米国スタートアップの日本進出を支援するSIPグローバルパートナーズが164億円のファンドの一次募集を完了

日本は米国のスタートアップの進出ターゲットとして考慮されることは少なかったが、同国はここ数年Slack(スラック)、Salesforce(セールスフォース)、Twitter(ツイッター)、直近ではCLubhouse(クラブハウス)といった会社の有力市場となっている。米国時間3月10日、SIP Global Partners(エス・アイ・ピー・グローバルパートナーズ)は、日本をはじめとするアジア市場や湾岸協力会議(GCC)各国に進出の可能性のある米国のアーリーステージスタートアップに特化した新たなファンドの設立を発表した。同ファンドは目標である1億5000万ドル(約164億円)の第一次募集7500万ドル(約82億円)の調達を完了し、すでに5つの会社に投資している。

SIPの新ファンドはレイトシードからシリーズB段階までの、プロダクトがすでにあるか近々市場に登場する予定で、世界展開の準備が整っている会社が対象だ。同社は投資先企業と密に連携をとり、日本その他アジア市場での事業立ち上げを手助けする。

マネージングパートナーのJustin Turkat(ジャスティン・ターカット)氏は、日本は海外スタートアップにとって有望な市場であり、理由の1つはベンチャーキャピタルエコシステムが未発達なために起業家の数が少なく、国の有数な人材の多くが大企業や政府に就職することを選ぶからだとTechCrunchに語った。

日本のスタートアップ市場には大きな可能性があるが、まだ発生期にあると彼は付け加えた。
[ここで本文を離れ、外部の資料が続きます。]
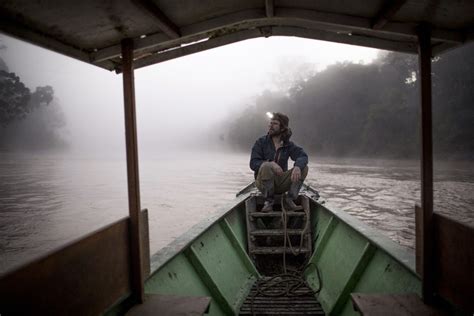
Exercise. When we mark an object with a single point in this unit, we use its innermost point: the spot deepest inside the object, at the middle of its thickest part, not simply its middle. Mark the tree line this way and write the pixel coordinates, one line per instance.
(29, 120)
(371, 110)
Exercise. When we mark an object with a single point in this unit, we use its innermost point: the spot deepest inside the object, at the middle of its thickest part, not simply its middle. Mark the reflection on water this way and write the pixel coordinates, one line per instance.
(48, 200)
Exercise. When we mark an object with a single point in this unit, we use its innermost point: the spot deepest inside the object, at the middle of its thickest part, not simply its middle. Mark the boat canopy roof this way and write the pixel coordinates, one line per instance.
(92, 31)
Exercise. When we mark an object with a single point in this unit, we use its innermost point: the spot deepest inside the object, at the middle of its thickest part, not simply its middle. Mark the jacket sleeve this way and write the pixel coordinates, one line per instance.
(299, 156)
(256, 158)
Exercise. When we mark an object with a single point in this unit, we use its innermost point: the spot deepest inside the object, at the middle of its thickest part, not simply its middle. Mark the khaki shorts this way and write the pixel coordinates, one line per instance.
(281, 183)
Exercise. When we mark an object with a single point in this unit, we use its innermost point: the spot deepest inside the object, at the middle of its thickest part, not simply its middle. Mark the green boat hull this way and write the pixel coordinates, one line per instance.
(211, 260)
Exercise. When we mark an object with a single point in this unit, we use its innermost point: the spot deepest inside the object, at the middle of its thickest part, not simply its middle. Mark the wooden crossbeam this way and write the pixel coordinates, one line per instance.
(387, 12)
(164, 23)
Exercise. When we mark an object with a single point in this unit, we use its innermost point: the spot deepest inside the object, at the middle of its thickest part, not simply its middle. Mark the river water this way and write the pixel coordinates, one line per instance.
(47, 200)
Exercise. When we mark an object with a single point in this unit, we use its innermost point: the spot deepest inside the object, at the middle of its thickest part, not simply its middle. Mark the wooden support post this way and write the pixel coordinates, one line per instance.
(424, 53)
(132, 170)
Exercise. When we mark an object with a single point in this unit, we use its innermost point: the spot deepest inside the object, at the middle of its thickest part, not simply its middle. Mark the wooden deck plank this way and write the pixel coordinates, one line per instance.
(392, 305)
(170, 305)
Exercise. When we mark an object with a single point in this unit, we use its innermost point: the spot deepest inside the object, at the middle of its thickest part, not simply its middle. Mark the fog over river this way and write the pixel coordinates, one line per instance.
(48, 200)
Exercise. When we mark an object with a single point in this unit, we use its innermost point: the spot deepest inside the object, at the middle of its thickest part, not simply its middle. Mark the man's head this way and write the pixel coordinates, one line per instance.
(278, 124)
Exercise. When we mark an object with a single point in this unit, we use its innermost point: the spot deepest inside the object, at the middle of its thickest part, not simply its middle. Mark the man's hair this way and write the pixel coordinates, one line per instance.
(282, 118)
(284, 121)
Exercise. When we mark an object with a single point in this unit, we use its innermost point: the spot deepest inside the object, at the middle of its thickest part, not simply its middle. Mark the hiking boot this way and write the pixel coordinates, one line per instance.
(267, 207)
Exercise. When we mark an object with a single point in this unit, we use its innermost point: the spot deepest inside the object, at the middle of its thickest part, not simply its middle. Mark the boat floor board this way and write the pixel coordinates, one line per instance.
(277, 300)
(392, 304)
(276, 214)
(278, 250)
(168, 305)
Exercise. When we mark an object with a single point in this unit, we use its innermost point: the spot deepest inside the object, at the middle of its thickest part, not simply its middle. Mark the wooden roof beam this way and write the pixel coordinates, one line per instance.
(284, 17)
(386, 14)
(269, 8)
(164, 23)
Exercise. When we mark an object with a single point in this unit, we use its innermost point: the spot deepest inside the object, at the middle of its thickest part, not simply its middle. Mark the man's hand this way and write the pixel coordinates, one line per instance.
(277, 169)
(296, 174)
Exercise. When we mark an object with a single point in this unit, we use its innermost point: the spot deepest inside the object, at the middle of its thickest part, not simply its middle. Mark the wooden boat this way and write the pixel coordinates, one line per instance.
(212, 260)
(110, 270)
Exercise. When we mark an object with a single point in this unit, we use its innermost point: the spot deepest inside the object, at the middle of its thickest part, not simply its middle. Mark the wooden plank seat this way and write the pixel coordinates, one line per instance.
(171, 305)
(392, 304)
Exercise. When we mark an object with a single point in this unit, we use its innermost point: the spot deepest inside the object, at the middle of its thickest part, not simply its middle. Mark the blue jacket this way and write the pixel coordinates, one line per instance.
(264, 150)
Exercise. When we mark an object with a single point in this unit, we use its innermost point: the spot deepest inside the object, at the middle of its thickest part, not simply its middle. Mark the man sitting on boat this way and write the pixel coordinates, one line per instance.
(269, 161)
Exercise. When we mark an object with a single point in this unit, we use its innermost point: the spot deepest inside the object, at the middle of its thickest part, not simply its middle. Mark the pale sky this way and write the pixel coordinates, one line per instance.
(175, 99)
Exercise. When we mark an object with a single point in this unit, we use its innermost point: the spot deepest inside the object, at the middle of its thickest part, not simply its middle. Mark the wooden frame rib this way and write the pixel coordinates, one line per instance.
(269, 8)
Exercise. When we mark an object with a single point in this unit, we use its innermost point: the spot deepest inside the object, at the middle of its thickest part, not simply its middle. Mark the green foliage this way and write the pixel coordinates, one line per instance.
(372, 110)
(16, 100)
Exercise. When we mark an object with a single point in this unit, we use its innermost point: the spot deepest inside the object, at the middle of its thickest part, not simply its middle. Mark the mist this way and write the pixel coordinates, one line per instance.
(180, 103)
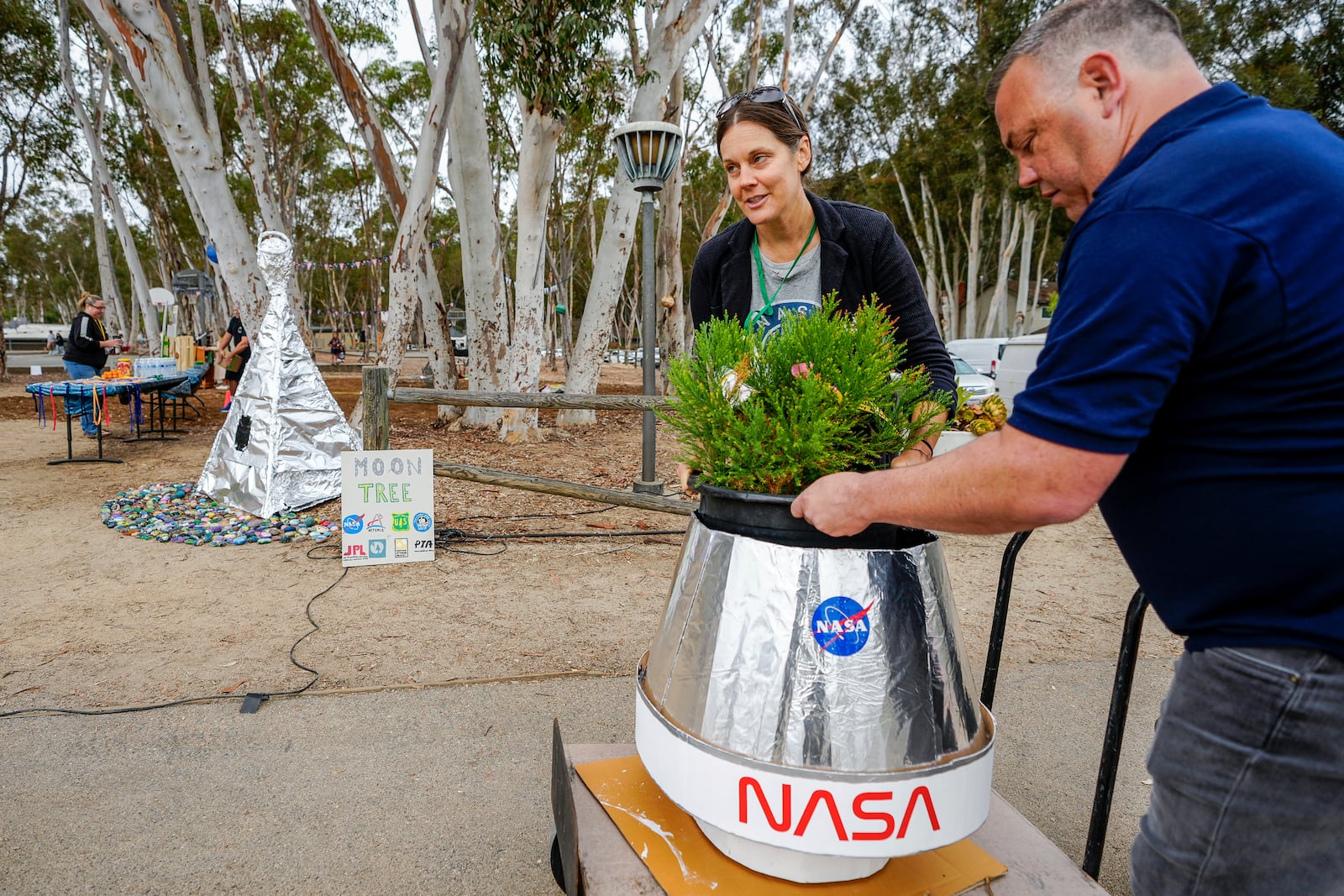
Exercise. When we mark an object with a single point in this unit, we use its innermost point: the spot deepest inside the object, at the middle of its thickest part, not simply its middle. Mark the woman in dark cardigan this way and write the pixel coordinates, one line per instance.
(793, 248)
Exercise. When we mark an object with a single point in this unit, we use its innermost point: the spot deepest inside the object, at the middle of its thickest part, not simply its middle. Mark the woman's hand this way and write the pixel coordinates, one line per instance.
(911, 457)
(683, 476)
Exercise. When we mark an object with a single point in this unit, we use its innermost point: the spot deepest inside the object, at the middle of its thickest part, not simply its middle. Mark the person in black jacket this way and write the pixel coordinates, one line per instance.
(239, 345)
(87, 354)
(793, 248)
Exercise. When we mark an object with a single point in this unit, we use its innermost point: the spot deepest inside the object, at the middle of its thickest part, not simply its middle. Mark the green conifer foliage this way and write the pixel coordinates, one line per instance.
(824, 394)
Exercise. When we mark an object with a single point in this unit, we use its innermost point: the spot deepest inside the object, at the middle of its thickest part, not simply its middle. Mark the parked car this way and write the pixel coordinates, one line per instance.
(978, 385)
(1016, 364)
(981, 354)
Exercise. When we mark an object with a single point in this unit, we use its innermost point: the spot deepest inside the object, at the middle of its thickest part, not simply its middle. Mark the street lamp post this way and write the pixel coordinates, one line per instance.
(648, 152)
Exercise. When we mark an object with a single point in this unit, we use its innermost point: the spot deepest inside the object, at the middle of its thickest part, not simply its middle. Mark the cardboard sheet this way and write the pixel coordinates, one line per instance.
(687, 864)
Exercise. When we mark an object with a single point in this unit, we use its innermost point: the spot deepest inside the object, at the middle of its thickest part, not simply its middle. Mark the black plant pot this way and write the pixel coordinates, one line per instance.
(769, 519)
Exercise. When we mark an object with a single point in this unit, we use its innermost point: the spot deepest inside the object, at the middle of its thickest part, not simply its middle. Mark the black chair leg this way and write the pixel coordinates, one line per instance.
(1115, 734)
(1000, 622)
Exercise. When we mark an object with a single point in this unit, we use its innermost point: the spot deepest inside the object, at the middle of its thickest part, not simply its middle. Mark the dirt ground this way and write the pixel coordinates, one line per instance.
(96, 620)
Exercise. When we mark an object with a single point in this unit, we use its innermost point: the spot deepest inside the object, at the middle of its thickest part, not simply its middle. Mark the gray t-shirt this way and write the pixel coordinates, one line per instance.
(800, 293)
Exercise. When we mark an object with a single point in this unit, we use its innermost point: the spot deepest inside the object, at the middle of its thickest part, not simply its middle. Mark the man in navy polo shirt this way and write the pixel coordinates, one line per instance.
(1202, 297)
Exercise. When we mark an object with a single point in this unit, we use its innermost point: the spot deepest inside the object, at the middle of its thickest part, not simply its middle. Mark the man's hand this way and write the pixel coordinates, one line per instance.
(833, 504)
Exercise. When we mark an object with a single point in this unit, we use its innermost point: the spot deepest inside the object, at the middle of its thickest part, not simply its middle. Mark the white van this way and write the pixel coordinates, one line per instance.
(1016, 363)
(981, 354)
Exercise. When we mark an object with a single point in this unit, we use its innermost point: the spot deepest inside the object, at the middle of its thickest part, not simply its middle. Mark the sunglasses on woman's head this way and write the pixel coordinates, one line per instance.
(763, 96)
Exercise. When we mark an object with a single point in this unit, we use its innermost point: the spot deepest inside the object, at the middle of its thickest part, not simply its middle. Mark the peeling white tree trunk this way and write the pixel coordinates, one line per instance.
(428, 291)
(253, 147)
(483, 251)
(1019, 325)
(148, 43)
(924, 242)
(1010, 212)
(535, 176)
(105, 190)
(412, 273)
(669, 39)
(674, 329)
(972, 318)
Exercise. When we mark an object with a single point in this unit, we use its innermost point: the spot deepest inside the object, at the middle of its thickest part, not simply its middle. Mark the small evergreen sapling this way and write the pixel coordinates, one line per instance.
(820, 396)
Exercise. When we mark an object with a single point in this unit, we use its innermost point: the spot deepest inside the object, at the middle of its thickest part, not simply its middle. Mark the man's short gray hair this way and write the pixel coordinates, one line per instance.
(1144, 27)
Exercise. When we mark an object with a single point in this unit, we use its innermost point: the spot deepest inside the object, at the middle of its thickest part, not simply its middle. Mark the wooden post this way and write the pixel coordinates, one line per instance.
(662, 504)
(378, 380)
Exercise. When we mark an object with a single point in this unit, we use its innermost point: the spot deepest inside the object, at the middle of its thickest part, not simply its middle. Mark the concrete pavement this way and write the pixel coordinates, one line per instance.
(437, 790)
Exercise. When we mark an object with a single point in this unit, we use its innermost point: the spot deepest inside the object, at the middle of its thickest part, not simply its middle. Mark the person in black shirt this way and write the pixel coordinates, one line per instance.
(239, 348)
(85, 356)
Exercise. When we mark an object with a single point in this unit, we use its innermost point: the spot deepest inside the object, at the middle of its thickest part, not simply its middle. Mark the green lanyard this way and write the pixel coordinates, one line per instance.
(765, 293)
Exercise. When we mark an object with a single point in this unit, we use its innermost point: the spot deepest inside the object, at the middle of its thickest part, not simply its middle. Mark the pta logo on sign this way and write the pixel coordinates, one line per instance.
(850, 822)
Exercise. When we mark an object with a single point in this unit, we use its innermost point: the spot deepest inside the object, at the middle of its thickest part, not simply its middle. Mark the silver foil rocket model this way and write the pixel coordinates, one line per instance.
(281, 443)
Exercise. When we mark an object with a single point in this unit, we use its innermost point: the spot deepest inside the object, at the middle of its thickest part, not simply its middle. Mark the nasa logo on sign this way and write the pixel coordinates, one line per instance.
(840, 626)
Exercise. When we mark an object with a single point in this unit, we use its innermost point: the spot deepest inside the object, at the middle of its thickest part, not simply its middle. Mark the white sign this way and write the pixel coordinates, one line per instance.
(806, 810)
(387, 506)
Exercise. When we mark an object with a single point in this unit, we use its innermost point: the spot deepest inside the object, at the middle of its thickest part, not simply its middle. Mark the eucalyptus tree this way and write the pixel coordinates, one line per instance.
(550, 55)
(35, 128)
(147, 39)
(916, 118)
(412, 273)
(1289, 51)
(669, 31)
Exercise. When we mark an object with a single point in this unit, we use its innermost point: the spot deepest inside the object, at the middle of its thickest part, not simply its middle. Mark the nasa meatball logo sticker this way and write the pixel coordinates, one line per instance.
(840, 626)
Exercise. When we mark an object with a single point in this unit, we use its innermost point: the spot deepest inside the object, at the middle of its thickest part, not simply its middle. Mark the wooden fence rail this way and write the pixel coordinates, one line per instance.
(378, 392)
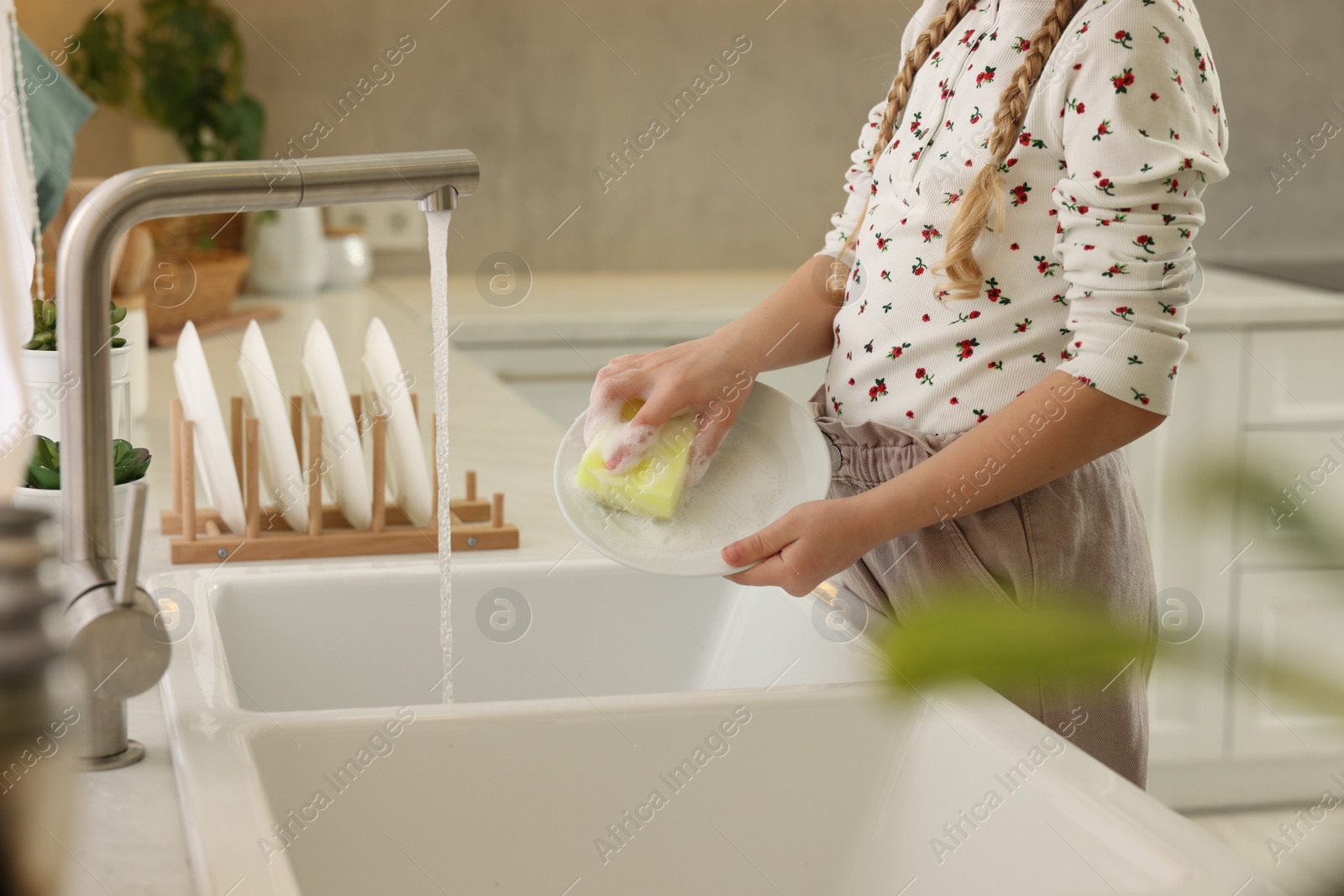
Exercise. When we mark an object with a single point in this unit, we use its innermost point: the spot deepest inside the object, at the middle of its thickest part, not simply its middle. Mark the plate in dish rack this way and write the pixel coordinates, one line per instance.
(201, 406)
(773, 458)
(386, 385)
(281, 476)
(343, 457)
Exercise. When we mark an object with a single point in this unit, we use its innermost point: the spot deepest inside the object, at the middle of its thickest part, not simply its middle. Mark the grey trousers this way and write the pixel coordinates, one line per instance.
(1082, 532)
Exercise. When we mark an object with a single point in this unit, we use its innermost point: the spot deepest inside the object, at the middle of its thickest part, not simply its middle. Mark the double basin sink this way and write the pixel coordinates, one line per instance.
(616, 732)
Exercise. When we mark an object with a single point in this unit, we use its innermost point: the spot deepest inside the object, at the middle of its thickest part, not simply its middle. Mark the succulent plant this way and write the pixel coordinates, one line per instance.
(45, 325)
(128, 464)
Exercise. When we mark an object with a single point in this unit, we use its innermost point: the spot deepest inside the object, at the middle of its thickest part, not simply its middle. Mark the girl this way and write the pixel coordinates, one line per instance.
(1014, 262)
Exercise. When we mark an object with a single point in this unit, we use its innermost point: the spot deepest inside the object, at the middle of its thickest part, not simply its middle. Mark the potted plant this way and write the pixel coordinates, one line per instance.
(183, 73)
(42, 486)
(39, 364)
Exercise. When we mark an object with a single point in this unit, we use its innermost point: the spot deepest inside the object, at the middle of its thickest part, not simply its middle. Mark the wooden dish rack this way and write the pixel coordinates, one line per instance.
(203, 537)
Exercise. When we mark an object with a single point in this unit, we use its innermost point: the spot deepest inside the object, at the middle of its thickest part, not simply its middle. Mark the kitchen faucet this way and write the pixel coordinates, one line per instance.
(109, 616)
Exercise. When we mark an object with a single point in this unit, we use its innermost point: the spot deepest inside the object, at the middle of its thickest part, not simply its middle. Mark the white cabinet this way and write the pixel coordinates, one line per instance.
(1187, 700)
(1290, 617)
(1296, 378)
(1265, 399)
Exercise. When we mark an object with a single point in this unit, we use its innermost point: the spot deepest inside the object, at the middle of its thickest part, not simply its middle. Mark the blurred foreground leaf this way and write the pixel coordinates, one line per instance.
(958, 637)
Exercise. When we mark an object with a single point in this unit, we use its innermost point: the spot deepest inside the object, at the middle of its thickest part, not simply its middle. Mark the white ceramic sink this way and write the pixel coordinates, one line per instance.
(312, 757)
(519, 631)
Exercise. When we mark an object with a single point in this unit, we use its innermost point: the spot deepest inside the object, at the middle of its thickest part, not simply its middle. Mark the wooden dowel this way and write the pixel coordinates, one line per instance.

一方、現在、日本は海外直接投資の世界最大の原資であり、約1億2500万人の消費者とスケーラブルなソリューションを必要とする大企業のいるこの国は、新技術のための成熟市場である。

「過去数年に起きたことを見てみると、日本は米国スタートアップとのビジネスに関してオープンで、これまでみたことがないほどの切迫感があり、私たちにとって大きな追い風が吹いていると思っています。米国スタートアップへの投資や提携を見ると、過去5年間は記録的な水準であり、契約件数も毎年増えています」とターカット氏は言った。

ファンドは日米4人の投資家が立ち上げた。ターカット氏と創業マネージングパートナーで元日本ベンチャーキャピタル協会前会長の齋藤茂樹氏は東京に、ゼネラルパートナーのJeffrey Smith(ジェフリー・スミス)氏と創業マネージングパートナーのMatthew Salloway(マシュー・サロウェイ)氏はボストンとニューヨークにそれぞれ拠点を置く。

「この事業を始めた理由はこのチームに関係があります。私たちは全員が国境を越えて仕事をすることにキャリアを捧げ、米国とアジアにわたり事業者と投資家両方を経験してきました」とターカット氏はいう。「パートナー4人全員がこの仕事で約20年以上の経験をもっています」。

過去数年、スタートアップの初期段階で海外展開が行われているのを見たきと彼は付け加えた。「かつては、米国のスタートアップがベンチャー支援を受けている場合、シリーズDラウンドまでは海外展開を考えないのが普通でした」。しかし今や企業は早ければシードラウンドの段階で海外市場を見据えている。

SIPの新ファンドは3つの分野でスタートアップを探している。クリエイティビティ(拡張・仮想現実、合成メディアおよびウェブベースプラットフォーム)、プロダクティビティ(人工知能と機械学習、エッジコンピューティング、モノのインターネットおよび半導体)、およびセーフティ(デジタル医療と情報セキュリティ)だ。

ターカット氏は、最先端技術の基幹インフラや経済レイヤーを提供する会社に焦点を絞っていくと語った。

例えば「インフラ・レイヤーでは、5Gが世界で同時に展開されている現状、エッジコンピューティングや半導体、セキュリティとAI・機械学習はすべてこのインフラストラクチャレイヤーの周辺にあります」と彼はいう。現在同ファンドの投資先でそのカテゴリーに入るのは、OpenRANのスタートアップ、Parallel Wireless(パラレル・ワイアレス)と超低遅延コラボレーション・プラットフォームのCroquet(クロッケ)がある。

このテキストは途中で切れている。